Phenylalanine is a large, neutral amino acid. LNAAs compete for transport across the blood–brain barrier via the large neutral amino acid transporter. If phenylalanine is in excess in the blood, it saturates the transporter. Excessive phenylalanine levels tend to decrease the levels of other LNAAs in the brain. As these amino acids are necessary for protein and neurotransmitter synthesis, Phe buildup disrupts the development of the brain, causing intellectual disability.
Recent research suggests that neurocognitive, psychosocial, quality of life, growth, nutrition, and bone pathology are slightly suboptimal even for patients who are treated and maintain their Phe levels in the target range if their diets are not supplemented with other amino acids.
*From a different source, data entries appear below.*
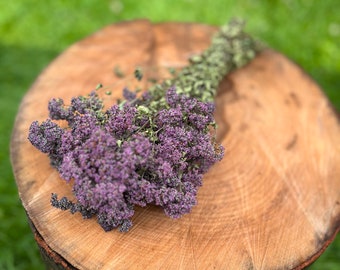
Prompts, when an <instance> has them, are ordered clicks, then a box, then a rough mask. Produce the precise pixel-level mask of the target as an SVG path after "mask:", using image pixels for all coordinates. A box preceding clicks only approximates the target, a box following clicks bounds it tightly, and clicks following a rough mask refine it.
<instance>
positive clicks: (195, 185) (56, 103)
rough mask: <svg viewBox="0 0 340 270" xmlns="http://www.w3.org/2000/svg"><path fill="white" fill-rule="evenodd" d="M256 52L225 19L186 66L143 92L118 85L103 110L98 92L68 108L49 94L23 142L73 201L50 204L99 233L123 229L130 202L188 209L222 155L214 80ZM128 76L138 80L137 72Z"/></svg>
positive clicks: (130, 206) (91, 92)
mask: <svg viewBox="0 0 340 270" xmlns="http://www.w3.org/2000/svg"><path fill="white" fill-rule="evenodd" d="M256 51H257V45H256V42H255V41H254V40H253V39H252V38H251V37H250V36H249V35H247V34H245V33H244V32H243V23H242V22H240V21H232V22H231V23H229V24H228V25H226V26H224V27H222V28H221V29H220V30H219V31H218V32H217V33H216V35H215V36H214V37H213V39H212V43H211V46H210V47H209V48H208V49H207V50H206V51H204V52H203V53H202V54H201V55H197V56H194V57H192V58H191V59H190V65H188V66H187V67H185V68H184V69H182V70H181V71H180V72H179V73H178V74H177V75H176V76H175V77H174V78H172V79H168V80H165V81H164V82H163V83H161V84H155V85H154V86H152V87H151V88H150V89H148V90H147V91H146V92H144V93H143V94H142V95H137V93H136V92H133V91H130V90H128V89H127V88H125V89H124V90H123V97H124V99H123V100H121V101H119V102H117V104H114V105H112V106H111V107H110V108H108V109H104V106H103V101H102V100H101V99H100V98H99V96H98V91H99V90H98V89H96V90H94V91H93V92H91V93H90V94H89V95H88V96H79V97H75V98H72V100H71V104H70V105H66V104H64V101H63V100H62V99H52V100H51V101H50V102H49V104H48V110H49V117H50V118H49V119H47V120H46V121H44V122H42V123H38V122H37V121H35V122H33V123H32V124H31V127H30V130H29V135H28V139H29V140H30V142H31V143H32V144H33V145H34V146H35V147H36V148H38V149H39V150H40V151H41V152H43V153H46V154H48V156H49V158H50V161H51V165H52V166H53V167H55V168H56V169H57V170H58V172H59V173H60V176H61V177H62V178H63V179H65V180H66V181H68V182H70V183H72V184H73V193H74V196H75V202H72V201H71V200H69V199H67V198H65V197H63V198H61V199H60V200H58V197H57V195H56V194H52V197H51V204H52V205H53V206H55V207H57V208H60V209H62V210H70V211H71V213H76V212H80V213H81V214H82V216H83V217H84V218H90V217H92V216H97V220H98V223H99V224H100V225H101V226H102V228H103V229H104V230H105V231H110V230H112V229H114V228H119V230H120V231H128V230H129V228H130V227H131V226H132V222H131V217H132V216H133V214H134V206H135V205H137V206H142V207H143V206H146V205H147V204H154V205H158V206H161V207H162V208H163V209H164V212H165V214H166V215H168V216H170V217H172V218H178V217H180V216H182V215H183V214H186V213H188V212H190V210H191V208H192V207H193V206H194V205H195V204H196V203H197V200H196V195H197V189H198V188H199V187H200V186H201V185H202V177H203V174H204V173H206V172H207V171H208V170H209V168H210V167H211V166H212V165H213V164H214V163H216V162H217V161H219V160H221V159H222V157H223V152H224V150H223V147H222V146H221V145H219V144H218V143H217V142H216V140H215V132H214V131H215V128H216V125H215V122H214V117H213V113H214V103H213V102H214V97H215V95H216V92H217V89H218V85H219V82H220V81H221V80H222V78H223V77H224V76H225V75H226V74H227V73H228V72H230V71H232V70H234V69H235V68H238V67H240V66H242V65H244V64H245V63H247V62H248V61H249V60H251V59H252V58H253V57H254V55H255V53H256ZM135 76H136V78H137V79H139V80H140V79H142V71H141V70H140V69H137V70H136V72H135ZM98 88H100V87H98ZM58 120H64V121H67V123H68V126H67V127H66V128H65V127H61V126H60V125H58Z"/></svg>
Classic PKU affects myelination and white-matter tracts in untreated infants; this may be one major cause of neurological problems associated with phenylketonuria. Differences in white-matter development are observable with magnetic resonance imaging. Abnormalities in the gray matter can also be detected, particularly in the motor and premotor cortex, thalamus, and the hippocampus.
PKU may resemble amyloid diseases, such as Alzheimer's disease and Parkinson's disease, due to the formation of toxic amyloid-like assemblies of phenylalanine.
Tetrahydrobiopterin-deficient hyperphenylalaninemia
A rarer form of hyperphenylalaninemia is tetrahydrobiopterin deficiency, which occurs when the PAH enzyme is normal, and a defect is found in the biosynthesis or recycling of the cofactor tetrahydrobiopterin. BH4 is necessary for proper activity of the enzyme PAH, and this coenzyme can be supplemented as treatment. Those with this form of hyperphenylalaninemia may have a deficiency of tyrosine, in which case treatment is supplementation of tyrosine to account for this deficiency.Levels of dopamine can be used to distinguish between these two types. Tetrahydrobiopterin is required to convert Phe to Tyr and is required to convert Tyr to L-DOPA via the enzyme tyrosine hydroxylase. L-DOPA, in turn, is converted to dopamine. Low levels of dopamine lead to high levels of prolactin. By contrast, in classical PKU, prolactin levels would be relatively normal.
As of 2020, tetrahydrobiopterin deficiency was known to result from defects in five genes.